The benzodiazepine family of depressants are used therapeutically to produce
sedation, induce sleep, relieve anxiety and muscle spasms and to prevent seizures.
In general, benzodiazepines act as hypnotics in high doses, as anxiolytics
in moderate doses and as sedatives in low doses. Of the drugs marketed in
the United States that affect CNS function, benzodiazepines are among the
most widely prescribed medications and, unfortunately, are frequently abused.
Fifteen members of this group are presently marketed in the United States
and an additional twenty are marketed in other countries.
Like the barbiturates, benzodiazepines differ from one another in how fast
they take effect and how long the effects last. Shorter acting benzodiazepines,
used to manage insomnia, include estazolam (ProSom), flurazepam (Dalmane),
quazepam (Doral), temazepam (Restoril) and triazolam (Halcion).
Benzodiazepines with longer durations of action include alprazolam (Xanax),
chlordiazepoxide (Librium), clorazepate (Tranxene), diazepam (Valium), halazepam
(Paxipam), lorazepam (Ativan), oxazepam (Serax) and prazepam (Centrax). These
longer acting drugs are primarily used for the treatment of general anxiety.

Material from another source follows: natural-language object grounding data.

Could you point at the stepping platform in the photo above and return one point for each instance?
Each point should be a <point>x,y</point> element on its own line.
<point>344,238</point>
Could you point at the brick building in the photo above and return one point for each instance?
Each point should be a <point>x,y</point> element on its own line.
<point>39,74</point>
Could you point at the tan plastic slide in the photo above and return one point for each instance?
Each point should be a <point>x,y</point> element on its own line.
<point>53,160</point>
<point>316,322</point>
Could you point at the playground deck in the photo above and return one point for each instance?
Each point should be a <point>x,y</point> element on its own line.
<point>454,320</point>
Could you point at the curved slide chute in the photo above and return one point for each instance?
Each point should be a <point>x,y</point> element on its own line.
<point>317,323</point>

Midazolam (Versed) is available in the U.S. only in an injectable form for
an adjunct to anesthesia. Clonazepam (Klonopin) is recommended for use in
the treatment of seizure disorders.
Flunitrazepam (Rohypnol), which produces diazepam-like effects, is becoming
increasingly popular among young people as a drug of abuse. The drug is not
marketed legally in the United States, but is smuggled in by traffickers.
Benzodiazepines are classified in the CSA as Schedule IV depressants. Repeated
use of large doses or, in some cases, daily use of therapeutic doses of benzodiazepines
is associated with physical dependence. The withdrawal syndrome is similar
to that of alcohol withdrawal and is generally more unpleasant and longer
lasting than narcotic withdrawal and frequently requires hospitalization.

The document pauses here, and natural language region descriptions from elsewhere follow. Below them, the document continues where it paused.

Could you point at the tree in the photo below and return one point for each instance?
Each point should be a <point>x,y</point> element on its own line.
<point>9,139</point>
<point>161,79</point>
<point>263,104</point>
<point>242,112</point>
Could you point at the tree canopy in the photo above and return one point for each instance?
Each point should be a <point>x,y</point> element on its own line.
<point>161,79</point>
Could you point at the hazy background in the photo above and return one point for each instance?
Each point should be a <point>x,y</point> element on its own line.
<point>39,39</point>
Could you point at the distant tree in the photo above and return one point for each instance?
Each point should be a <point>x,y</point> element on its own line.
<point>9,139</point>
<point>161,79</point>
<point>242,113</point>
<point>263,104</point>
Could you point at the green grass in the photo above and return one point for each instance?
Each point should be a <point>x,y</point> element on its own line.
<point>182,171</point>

Abrupt cessation of benzodiazepines is not recommended and tapering-down the
dose eliminates many of the unpleasant symptoms.

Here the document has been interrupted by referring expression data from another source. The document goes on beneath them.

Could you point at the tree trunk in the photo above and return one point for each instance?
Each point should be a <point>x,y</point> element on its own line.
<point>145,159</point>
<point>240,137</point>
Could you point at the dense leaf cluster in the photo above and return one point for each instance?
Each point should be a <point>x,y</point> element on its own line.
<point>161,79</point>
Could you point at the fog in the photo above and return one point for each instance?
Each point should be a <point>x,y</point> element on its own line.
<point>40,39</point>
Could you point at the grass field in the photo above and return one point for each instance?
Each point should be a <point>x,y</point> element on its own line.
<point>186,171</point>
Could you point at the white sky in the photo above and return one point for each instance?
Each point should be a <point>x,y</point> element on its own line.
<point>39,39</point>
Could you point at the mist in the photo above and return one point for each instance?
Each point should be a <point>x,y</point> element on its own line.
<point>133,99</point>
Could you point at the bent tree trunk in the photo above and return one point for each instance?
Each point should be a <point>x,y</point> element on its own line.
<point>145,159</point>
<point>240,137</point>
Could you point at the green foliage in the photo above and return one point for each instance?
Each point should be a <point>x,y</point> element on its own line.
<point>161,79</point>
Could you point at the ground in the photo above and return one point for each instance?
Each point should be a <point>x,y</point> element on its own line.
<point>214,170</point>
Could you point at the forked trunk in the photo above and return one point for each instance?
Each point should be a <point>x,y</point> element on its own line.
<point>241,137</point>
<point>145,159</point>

Given the number of people who are prescribed benzodiazepines, relatively
few patients increase their dosage or engage in drug-seeking behavior. However,
those individuals who do abuse benzodiazepines often maintain their drug supply
by getting prescriptions from several doctors, forging prescriptions or buying
diverted pharmaceutical products on the illicit market. Abuse if frequently
associated with adolescents and young adults who take benzodiazepines to obtain
a "high." This intoxicated state results in reduced inhibition and impaired
judgement. Concurrent use of alcohol or other depressants with benzodiazepines
can be life-threatening. Abuse of benzodiazepines is particularly high among
heroin and cocaine abusers. Approximately 50 percent of people entering treatment
for narcotic or cocaine addiction also report abusing benzodiazepines.